In “The Game of Life: College Sports and Educational Values” (2001), Dr. Bowen and his co-author, James L. Shulman, urged that athletics be better integrated into the educational mission of colleges.

Dr. Bowen was enlisted by Duke University to be co-chairman of an inquiry in 2006 into its handling of what turned out to be false accusations of rape against members of the lacrosse team. He concluded that the athletes, who had been recruited and admitted primarily to play the sport, had been isolated from the rest of the student body.

“If you allow them to hang out together, to live together, you get a group of people largely cut off from the values of campus,” he said.

A benchmark study he conducted with William J. Baumol, a fellow economist at Princeton, in 1966, foreshadowed the financial crisis that hit higher education and the arts in the 1970s.

While productivity gains had made it possible for automakers to assemble cars with fewer workers, they argued in their report, “Performing Arts: The Economic Dilemma,” the performing arts had few such cost-saving opportunities; as they pointed out, it still took four musicians the same nine minutes to perform Beethoven’s String Quartet No. 4 in C minor that it always did.

As president of Princeton he was successful in erasing a deficit and even generating a small surplus by identifying spending priorities and deciding what, in austere times, was superfluous.

In 2012, President Obama awarded him the National Humanities Medal for putting “theories into practice” in economics and higher education.
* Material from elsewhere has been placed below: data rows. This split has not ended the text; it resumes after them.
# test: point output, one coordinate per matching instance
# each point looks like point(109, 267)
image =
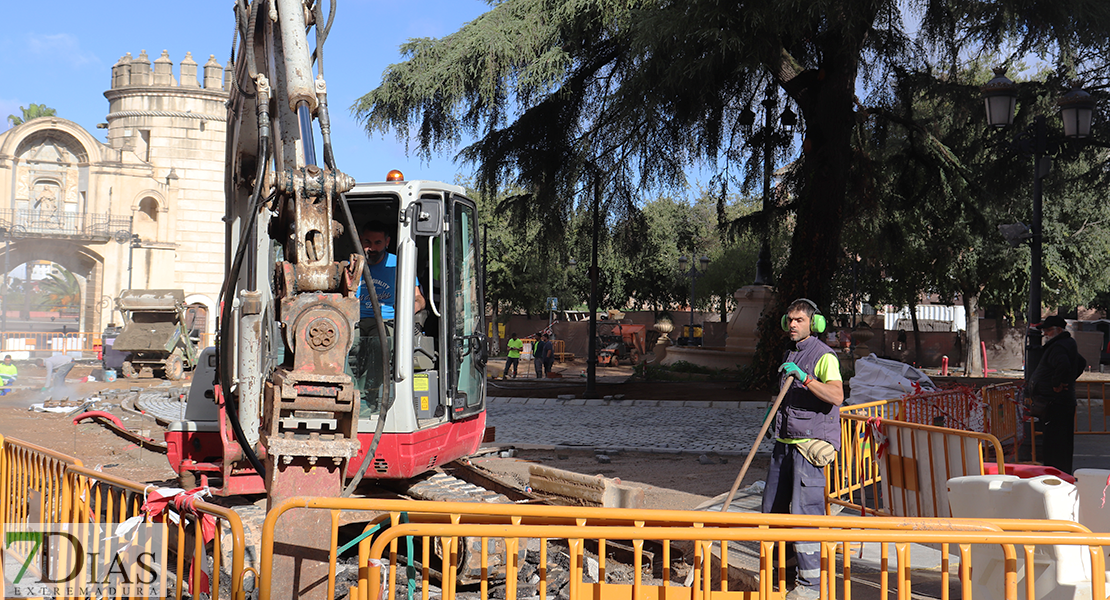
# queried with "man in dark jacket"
point(1055, 379)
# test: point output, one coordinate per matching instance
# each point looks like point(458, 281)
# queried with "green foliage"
point(688, 372)
point(581, 101)
point(33, 111)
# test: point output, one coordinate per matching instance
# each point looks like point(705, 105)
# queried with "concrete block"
point(593, 490)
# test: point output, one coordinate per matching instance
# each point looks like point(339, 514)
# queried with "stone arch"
point(79, 260)
point(54, 131)
point(145, 219)
point(150, 215)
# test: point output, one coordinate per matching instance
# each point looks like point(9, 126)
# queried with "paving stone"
point(631, 426)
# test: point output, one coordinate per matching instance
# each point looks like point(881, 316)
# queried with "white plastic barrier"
point(20, 348)
point(1061, 572)
point(1093, 514)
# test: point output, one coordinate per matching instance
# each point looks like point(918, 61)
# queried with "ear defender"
point(817, 323)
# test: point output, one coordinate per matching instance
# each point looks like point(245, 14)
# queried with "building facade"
point(142, 211)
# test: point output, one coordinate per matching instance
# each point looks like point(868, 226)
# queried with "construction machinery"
point(153, 336)
point(619, 342)
point(281, 405)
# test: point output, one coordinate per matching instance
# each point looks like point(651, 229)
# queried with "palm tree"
point(33, 111)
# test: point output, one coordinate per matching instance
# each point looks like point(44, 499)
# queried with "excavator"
point(303, 394)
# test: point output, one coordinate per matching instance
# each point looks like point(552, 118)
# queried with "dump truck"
point(153, 337)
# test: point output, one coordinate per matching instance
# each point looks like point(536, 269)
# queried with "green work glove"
point(790, 368)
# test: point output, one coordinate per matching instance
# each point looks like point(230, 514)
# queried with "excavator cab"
point(429, 374)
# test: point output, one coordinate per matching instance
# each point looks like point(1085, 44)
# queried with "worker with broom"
point(807, 434)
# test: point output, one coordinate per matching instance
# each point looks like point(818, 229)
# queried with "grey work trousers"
point(795, 486)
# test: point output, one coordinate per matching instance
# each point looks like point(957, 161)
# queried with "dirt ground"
point(670, 481)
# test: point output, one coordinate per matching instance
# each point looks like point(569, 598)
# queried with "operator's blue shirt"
point(385, 278)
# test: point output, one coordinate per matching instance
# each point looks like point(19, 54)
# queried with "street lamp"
point(694, 274)
point(135, 242)
point(788, 120)
point(1077, 107)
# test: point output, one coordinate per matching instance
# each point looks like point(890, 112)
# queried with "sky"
point(61, 54)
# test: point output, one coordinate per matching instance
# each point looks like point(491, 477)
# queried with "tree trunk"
point(917, 334)
point(827, 104)
point(972, 366)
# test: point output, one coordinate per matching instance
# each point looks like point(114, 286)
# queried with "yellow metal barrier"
point(656, 543)
point(33, 484)
point(906, 464)
point(41, 486)
point(104, 499)
point(23, 345)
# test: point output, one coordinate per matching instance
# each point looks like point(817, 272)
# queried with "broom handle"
point(763, 431)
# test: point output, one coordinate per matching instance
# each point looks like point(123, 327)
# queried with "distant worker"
point(366, 349)
point(807, 431)
point(8, 375)
point(547, 354)
point(58, 366)
point(537, 358)
point(515, 345)
point(1055, 380)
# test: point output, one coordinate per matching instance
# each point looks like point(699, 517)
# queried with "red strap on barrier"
point(876, 435)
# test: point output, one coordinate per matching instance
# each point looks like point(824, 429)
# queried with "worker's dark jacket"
point(804, 415)
point(1060, 364)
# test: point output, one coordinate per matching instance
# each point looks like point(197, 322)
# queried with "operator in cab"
point(807, 435)
point(366, 349)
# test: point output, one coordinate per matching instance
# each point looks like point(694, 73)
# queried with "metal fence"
point(41, 486)
point(26, 345)
point(574, 552)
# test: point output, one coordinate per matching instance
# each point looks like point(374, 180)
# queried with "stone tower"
point(178, 128)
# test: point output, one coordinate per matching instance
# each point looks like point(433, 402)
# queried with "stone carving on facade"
point(46, 202)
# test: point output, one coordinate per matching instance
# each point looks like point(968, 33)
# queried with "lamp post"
point(788, 120)
point(3, 290)
point(694, 274)
point(135, 241)
point(1077, 107)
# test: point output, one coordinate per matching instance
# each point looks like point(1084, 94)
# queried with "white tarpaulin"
point(883, 379)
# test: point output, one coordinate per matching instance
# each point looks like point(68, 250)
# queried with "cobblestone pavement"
point(668, 427)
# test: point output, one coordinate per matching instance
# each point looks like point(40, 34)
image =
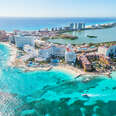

Before leaving Mellon in 2006, Dr. Bowen was instrumental in creating global electronic archives of scholarly journals and artistic images, including JSTOR, ARTstor and also Ithaka, which provides digital services to academia.

Neil L. Rudenstine, a former colleague and protégé of Dr. Bowen’s at Princeton and Mellon and later president of Harvard, said in an interview that as the president of both a university and a foundation, Dr. Bowen had exhibited “considerable courage to take risks and to make hard decisions when they had to be made unflinchingly.”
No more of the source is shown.